E per l’oftalmologia? “Dalla visione generale appena esposta si può scendere nel particolare, cioè nell’ambito della nostra specialità – ha fatto sapere il presidente dell’Associazione Italiana dei Medici Oculisti, Luca Menabuoni – per affermare che le criticità sono le stesse. Il motore si è fermato e così tutte le attività ambulatoriali e chirurgiche non urgenti, in particolare si sono fermati gli interventi di cataratta per ben 3 mesi. Se si pensa che in un anno ne facevamo circa 600.000 in Italia, si fa presto a fare i conti. E la ripartenza sarà molto rallentata, per rispettare le nuove procedure di accettazione, sanificazione e dimissione, non sarà possibile effettuare più di un intervento per ora. Anche operando ininterrottamente non sarà possibile fare i numeri di prima, quando facevamo 3-4 interventi l’ora”. Altra criticità sono le prestazioni ambulatoriali, perché gli spazi all’interno degli ospedali “sono angusti, a volte le sale di attesa sono poco più che corridoi- ha aggiunto- e far rispettare il distanziamento sociale determinerà un enorme allungamento delle liste di attesa”.
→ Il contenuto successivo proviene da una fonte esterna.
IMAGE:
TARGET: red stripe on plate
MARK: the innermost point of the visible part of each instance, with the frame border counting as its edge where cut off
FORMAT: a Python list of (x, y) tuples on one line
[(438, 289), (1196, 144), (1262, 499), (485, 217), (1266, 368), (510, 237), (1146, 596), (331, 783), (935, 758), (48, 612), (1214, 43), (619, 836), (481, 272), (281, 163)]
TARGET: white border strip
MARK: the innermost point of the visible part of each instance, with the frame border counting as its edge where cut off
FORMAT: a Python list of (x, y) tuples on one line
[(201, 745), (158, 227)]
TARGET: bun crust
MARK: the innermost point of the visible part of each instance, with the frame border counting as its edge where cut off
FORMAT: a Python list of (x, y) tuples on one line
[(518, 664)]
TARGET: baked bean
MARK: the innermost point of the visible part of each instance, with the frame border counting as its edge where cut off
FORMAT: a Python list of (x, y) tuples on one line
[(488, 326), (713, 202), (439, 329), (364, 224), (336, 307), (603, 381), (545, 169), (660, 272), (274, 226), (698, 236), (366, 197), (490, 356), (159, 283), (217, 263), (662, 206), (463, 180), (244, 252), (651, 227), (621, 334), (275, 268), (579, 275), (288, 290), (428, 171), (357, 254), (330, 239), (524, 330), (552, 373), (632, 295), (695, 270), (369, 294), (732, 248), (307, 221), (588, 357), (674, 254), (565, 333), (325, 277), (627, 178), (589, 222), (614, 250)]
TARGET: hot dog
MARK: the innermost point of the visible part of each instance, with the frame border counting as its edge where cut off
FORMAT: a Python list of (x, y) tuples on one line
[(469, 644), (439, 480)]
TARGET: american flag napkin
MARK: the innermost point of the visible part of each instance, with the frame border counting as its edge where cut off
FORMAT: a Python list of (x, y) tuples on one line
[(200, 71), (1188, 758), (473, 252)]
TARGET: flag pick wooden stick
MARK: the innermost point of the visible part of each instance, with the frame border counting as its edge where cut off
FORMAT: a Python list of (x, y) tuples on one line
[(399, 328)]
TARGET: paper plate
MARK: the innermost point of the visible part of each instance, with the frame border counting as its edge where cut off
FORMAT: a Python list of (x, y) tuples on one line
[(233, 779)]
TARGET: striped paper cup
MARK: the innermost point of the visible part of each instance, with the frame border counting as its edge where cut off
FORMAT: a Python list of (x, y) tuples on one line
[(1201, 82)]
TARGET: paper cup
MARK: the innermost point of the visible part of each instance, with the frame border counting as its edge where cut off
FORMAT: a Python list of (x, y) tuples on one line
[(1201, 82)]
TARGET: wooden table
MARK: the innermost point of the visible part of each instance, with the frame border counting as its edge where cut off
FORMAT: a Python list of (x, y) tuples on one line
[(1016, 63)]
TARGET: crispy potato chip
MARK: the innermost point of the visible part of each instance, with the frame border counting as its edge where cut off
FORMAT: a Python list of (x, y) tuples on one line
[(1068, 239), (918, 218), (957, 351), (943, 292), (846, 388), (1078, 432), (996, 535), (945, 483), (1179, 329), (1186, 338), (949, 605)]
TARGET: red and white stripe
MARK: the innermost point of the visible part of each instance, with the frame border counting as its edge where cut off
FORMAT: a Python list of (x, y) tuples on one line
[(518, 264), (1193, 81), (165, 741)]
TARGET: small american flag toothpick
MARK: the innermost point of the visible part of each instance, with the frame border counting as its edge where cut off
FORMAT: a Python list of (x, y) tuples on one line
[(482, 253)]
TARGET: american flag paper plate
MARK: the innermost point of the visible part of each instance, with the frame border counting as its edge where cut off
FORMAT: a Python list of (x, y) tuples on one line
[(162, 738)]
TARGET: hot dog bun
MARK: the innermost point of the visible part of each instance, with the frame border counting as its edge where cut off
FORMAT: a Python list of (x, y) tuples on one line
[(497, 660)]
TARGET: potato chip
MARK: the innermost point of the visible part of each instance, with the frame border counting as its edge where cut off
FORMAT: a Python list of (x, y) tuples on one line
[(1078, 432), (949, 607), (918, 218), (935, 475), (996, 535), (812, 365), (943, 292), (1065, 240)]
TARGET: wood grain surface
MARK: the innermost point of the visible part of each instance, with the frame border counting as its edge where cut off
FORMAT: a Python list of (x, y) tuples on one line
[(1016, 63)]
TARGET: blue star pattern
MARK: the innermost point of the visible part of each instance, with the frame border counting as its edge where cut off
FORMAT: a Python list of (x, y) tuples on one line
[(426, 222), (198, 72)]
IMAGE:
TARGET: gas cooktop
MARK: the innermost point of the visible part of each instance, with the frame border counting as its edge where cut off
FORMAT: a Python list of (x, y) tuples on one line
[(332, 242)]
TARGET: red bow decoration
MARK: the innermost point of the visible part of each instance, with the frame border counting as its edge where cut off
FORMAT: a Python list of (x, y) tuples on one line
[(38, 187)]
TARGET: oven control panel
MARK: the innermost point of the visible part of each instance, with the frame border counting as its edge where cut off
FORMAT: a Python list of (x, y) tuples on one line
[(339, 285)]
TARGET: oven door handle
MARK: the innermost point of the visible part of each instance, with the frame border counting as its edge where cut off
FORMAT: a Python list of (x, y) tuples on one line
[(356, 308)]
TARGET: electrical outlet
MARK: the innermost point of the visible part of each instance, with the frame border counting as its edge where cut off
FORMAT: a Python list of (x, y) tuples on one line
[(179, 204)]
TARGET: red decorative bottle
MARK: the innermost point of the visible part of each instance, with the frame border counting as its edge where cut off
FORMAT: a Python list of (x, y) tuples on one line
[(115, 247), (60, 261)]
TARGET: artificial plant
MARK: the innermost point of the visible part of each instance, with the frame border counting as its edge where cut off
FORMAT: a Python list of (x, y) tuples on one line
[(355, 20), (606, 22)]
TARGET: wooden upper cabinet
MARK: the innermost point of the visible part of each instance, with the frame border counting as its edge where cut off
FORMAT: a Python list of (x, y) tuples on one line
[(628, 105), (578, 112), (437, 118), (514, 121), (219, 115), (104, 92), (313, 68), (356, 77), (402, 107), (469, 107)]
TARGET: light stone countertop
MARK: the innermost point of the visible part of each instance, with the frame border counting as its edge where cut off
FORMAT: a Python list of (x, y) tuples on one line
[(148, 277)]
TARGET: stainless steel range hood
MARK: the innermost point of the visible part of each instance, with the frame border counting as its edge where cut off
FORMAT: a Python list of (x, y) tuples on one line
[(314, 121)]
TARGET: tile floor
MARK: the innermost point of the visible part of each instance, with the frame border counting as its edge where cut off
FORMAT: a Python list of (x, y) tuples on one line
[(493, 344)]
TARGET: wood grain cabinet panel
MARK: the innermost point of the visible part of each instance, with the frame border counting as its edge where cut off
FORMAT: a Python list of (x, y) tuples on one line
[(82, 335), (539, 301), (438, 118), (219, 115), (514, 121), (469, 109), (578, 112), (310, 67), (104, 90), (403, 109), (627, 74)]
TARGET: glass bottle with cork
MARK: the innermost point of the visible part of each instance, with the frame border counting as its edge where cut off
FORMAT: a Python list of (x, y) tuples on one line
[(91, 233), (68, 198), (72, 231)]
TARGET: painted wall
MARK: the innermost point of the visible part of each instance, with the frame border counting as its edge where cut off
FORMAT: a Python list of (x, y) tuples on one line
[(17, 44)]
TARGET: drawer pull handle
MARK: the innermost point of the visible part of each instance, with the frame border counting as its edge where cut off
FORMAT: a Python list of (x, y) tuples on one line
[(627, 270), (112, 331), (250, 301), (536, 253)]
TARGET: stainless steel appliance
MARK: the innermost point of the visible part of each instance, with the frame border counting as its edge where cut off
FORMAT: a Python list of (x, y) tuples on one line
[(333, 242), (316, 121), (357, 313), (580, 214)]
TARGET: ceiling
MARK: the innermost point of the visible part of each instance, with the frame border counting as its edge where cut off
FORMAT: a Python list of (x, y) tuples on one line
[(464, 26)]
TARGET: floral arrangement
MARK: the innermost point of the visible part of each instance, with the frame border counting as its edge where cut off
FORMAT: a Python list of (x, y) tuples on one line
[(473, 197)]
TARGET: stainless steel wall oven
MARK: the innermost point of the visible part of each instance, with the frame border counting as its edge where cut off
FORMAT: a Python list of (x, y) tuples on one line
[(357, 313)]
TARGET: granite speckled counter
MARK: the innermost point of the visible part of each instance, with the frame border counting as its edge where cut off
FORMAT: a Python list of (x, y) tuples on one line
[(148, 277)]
Quindi per Menabuoni sarà necessario “non solo incrementare il numero degli specialisti, ma anche trovare spazi adeguati per farli lavorare. Altro key point sarebbe quello di dotare tutti gli ambulatori Asl di strumenti diagnostici adeguati per evitare l’imbuto delle visite ospedaliere, penso all’OCT per la diagnosi delle maculopatie. Molte i altri punti sarebbero da evidenziare, ma tra questi uno dei principali dovrebbe essere quello di onorare col dovuto rispetto economico i professionisti. Altrimenti sarà inutile formare tanti nuovi giovani perché, per forza di cose, andranno a lavorare negli altri Paesi comunitari dove gli stipendi sono più adeguati”.
Infine, secondo il presidente di AIMO, c’è bisogno di “fare chiarezza affinché le varie figure professionali non vengano confuse. I medici da sempre sono chiamati ‘camici bianchi’, ecco basterebbe limitare l’uso di questo ai soli medici e tanti equivoci sarebbero evitati”, ha concluso.